Candice Bergen then took on the role as interim party leader and tried to weld the Conservative party together again. During Saturday’s leadership convention, she was credited by party officials for unifying the party caucus.

In her speech, Bergen, who’s said she won’t run in the next election, asked for party members to unite with their new leader to create an even stronger party.

“Our caucus is made up of so many smart, experienced, wise, and compassionate individuals,” she said. “If there is one piece of advice I want to give to the new leader it’s this: respect, listen to, and trust our caucus. They will not let you down.”

The outgoing interim leader also asked for Conservative voters to stick together despite their differences.

“Please don’t allow yourself — whatever kind of Conservative you are — to be broken into groups and labelled,” said Bergen. “Do not descend into the cauldron of identity politics and division in our own party. Do the opposite. Live, talk, and walk in unity, even if you disagree with each other; actually, especially when you disagree with each other.”

Because of Queen Elizabeth ll’s passing just two days prior, activities at the conference were scaled down. All speakers were dressed in black, and black ribbons were draped over the many Canadian flags. Photos of the Queen’s many trips to Canada were displayed, and many party officials — including Poilievre — paid tribute to her long reign as Head of State.

“Elizabeth ll, though she may have recoiled at the thought, was the world’s most famous woman. She was our Queen, our Sovereign for almost half of our nation’s existence,” said Poilievre. “In her 22 visits here and her dealings with 13 Prime Ministers, she exhibited the virtues we most cherish.”

Trudeau On Poilievre’s Win

On Sunday less than 24 hours after Poilievre was elected, Prime Minister Justin Trudeau was asked by a reporter what his win means for the Liberal party strategy: “A lot of work,” he responded in French.

Speaking at a Liberal circus retreat the following day, Trudeau expressed his well wishes to Poilievre, but also took aim at some Conservative policies.

“We all need to work together. Now is not the time for politicians to exploit fears and to pit people one against the other. As you all know, the Conservative Party picked a new leader over the weekend,” Trudeau said.

Prime Minister Justin Trudeau was in the Carleton riding several times in 2019 to campaign with Liberal candidate Chris Rodgers.
(Jeff Morris file photo)

While Trudeau hopes to work well with the new party leader, he also said certain ideology would be called out.

“This doesn’t mean that we’re not going to be calling out highly questionable, reckless economic ideas.
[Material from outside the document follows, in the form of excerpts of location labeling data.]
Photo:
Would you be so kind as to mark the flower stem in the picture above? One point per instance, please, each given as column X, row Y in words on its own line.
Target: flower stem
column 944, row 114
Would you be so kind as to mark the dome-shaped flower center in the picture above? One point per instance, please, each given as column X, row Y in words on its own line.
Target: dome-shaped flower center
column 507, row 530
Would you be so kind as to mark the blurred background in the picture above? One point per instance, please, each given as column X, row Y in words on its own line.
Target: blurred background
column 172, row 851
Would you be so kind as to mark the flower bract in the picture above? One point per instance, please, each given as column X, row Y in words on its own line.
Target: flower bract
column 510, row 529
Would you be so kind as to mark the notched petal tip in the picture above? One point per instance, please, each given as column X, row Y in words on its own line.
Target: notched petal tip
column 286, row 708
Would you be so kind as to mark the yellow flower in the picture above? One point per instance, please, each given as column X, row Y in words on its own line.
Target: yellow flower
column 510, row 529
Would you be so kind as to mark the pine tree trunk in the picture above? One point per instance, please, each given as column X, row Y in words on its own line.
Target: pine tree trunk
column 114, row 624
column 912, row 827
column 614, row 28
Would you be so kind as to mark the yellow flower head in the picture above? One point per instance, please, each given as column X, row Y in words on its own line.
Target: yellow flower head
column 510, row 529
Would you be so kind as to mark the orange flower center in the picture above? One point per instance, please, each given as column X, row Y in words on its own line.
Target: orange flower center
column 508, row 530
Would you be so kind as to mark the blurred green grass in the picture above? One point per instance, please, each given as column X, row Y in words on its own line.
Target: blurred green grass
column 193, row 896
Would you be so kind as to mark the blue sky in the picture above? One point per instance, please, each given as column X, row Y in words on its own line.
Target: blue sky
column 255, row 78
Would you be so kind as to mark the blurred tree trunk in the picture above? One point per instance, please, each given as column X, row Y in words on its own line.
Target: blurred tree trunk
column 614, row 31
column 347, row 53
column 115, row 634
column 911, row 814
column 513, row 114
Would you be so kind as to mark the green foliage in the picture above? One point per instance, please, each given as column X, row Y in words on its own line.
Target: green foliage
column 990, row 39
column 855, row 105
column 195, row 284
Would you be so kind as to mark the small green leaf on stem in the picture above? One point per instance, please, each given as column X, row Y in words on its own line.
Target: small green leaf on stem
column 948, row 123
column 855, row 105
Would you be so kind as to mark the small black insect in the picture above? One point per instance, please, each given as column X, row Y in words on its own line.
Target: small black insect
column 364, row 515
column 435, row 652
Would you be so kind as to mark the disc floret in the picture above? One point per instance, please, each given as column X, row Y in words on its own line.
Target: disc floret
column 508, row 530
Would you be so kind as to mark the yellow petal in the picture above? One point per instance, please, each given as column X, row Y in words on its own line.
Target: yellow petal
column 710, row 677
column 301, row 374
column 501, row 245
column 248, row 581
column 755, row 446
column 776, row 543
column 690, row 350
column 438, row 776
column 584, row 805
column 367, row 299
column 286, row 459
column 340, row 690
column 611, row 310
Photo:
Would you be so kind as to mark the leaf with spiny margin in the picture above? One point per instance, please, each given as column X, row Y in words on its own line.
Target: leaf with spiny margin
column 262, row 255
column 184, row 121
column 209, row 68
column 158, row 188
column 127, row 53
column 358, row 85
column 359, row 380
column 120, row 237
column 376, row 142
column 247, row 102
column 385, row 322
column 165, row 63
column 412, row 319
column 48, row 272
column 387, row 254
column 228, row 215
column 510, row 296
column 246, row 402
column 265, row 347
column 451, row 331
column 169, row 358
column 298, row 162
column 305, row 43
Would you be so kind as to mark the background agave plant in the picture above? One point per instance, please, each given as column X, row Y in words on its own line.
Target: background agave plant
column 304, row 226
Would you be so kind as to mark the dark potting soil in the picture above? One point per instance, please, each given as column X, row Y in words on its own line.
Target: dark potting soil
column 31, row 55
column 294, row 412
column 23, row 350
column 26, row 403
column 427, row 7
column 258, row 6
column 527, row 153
What Canadians need is responsible leadership,” Trudeau said. ”Buzzwords, dog whistles and careless attacks don’t add up to a plan for Canadians. Attacking the institutions that make our society fair, safe and free is not responsible leadership.”

Poilievre often took jabs at institutions and individuals throughout his campaign. He called for the Bank of Canada Governor to be fired amid rising inflation, which sits at 6.7 per cent. The Carleton MP also said universities were being influenced by “thought police”

In the middle of his campaign, Poilievre expressed support for using cryptocurrency, a form of digital currency which has sparked controversy for its safety risks and effectiveness. Trudeau took aim at the new Conservative party leader for his viewpoint.

“Telling people they can opt-out of inflation by investing their savings in volatile cryptocurrencies is not responsible leadership,” the Prime Minister said. “By the way, anyone who followed that advice would have seen their life savings destroyed.”

Poilievre shied away from referencing the Bank of Canada during his victory speech, and also did not reference his support for cryptocurrency.